1944 film by Roy William Neill

Gypsy Wildcat is a 1944 Technicolor adventure film directed by Roy William Neil starring Maria Montez, Jon Hall and Peter Coe. It was co-written by James M. Cain.

==Plot==
A king's messenger (Jon Hall) protects a Gypsy dancer (Maria Montez) from a wicked baron who knows her secret.

==Cast==
- Maria Montez as Carla
- Jon Hall as Michael
- Peter Coe as Tonio
- Nigel Bruce as High Sheriff
- Leo Carrillo as Anube
- Gale Sondergaard as Rhoda
- Douglass Dumbrille as Baron Tovar
- Curt Bois as Valdi
- Harry Cording as Captain Marver

==Production==
After the success of Arabian Nights Universal requested a series of films starring Montez, Hall and Sabu. It was followed by White Savage and Cobra Woman. The studio then requested three more, Ali Baba and the Forty Thieves, a gypsy tale, Zorya, and a tale of the modernisation of Turkey.

James Hogan was signed to write and direct Zorya which became Gypsy Girl then Gypsy Wildcat. He fell ill so he was replaced by Roy William Neill.

James M Cain was hired to work on the dialogue. He later said he agreed to do it because Universal guaranteed him two weeks work. They showed him a Maria Montez film "so I would know what kind of a creature I was writing for", he said years later. "Well, when she came on screen, I suddenly realized that I knew this girl personally. Her voice and every gesture were completely familiar to me. But I have yet to figure out where I met this girl. I think she must have checked hats some place in Hollywood."

Cain said he took and script "worked on it day and night, got order into the story and simplified it. I turned in the script and thought, "I've done something that makes sense"." When he left the studio, he walked past the office of producer George Waggner to say thanks and saw him rewriting the script. Cain said he was sorry the producer did not like it. Waggner said he was "delighted with what" Cain had done but said Montez "couldn't play your dialogue. It has to be translated into the kind of baby talk she can handle... I'm pinching myself for the wonderful thing you've done with this bad dream I threw at you. Now I can put this thing in front of a camera."

Cain said the script "was the beginning of a new phase of my picture career. After that I was a professional at the business; after that, I did all right" even though he did not have many credits.
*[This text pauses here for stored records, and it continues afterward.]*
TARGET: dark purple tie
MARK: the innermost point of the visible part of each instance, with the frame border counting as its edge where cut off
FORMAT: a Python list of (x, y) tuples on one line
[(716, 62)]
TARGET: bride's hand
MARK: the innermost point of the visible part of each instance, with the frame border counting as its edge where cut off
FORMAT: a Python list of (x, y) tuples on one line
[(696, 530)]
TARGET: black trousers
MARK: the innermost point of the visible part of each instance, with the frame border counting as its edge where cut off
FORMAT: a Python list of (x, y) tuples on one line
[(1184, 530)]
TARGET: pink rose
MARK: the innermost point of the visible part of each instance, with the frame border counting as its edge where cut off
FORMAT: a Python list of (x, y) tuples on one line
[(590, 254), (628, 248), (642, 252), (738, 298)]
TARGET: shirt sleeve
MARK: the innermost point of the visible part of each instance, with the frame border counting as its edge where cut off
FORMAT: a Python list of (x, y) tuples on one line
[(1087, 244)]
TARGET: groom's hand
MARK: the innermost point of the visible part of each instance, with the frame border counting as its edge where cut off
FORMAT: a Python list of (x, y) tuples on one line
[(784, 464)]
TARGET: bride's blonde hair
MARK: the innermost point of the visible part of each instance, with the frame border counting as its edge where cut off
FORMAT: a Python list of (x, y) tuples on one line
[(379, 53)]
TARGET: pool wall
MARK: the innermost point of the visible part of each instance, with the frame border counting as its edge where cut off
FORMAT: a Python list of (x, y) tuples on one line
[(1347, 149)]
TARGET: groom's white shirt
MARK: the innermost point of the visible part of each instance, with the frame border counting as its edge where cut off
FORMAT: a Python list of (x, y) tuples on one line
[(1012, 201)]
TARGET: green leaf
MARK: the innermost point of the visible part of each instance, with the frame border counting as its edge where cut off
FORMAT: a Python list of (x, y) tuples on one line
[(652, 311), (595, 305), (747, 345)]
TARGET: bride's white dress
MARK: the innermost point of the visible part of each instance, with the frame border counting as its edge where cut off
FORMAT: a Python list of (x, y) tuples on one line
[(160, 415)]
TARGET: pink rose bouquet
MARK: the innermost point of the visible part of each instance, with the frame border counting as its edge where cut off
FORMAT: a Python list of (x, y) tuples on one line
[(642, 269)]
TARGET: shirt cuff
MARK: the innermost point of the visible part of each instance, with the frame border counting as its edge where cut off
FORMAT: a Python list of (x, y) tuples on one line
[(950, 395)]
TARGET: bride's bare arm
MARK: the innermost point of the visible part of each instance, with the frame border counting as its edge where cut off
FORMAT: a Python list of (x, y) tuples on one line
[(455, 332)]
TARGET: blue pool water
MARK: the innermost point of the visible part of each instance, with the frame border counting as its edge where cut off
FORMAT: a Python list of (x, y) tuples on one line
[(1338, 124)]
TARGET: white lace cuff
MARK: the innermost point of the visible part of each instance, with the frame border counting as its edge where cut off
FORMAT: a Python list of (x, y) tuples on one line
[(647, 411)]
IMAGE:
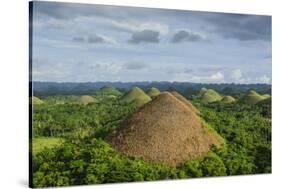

Filming started October 1943.

The role of Tonio was meant to be played by Turhan Bey. However he was loaned at the last minute to MGM to play a role in Dragon Seed and was replaced by Peter Coe. Coe was a former swimming champion, Acquacade performer and stage actor. He later claimed that he and Montez had an affair.

Neill reportedly was one of Maria Montez's few directors to not fight with her.

"My other pictures were just corn", said Montez. "This one is more golden bantam. I'm tired of being a fairy tale princess all the time. In every picture I have royal blood. I told the studio I wanted to do something else. I thought everything was fixed when they put me in Gypsy Wildcat. But do you know what happens at the end of that picture? I turn out to be a countess."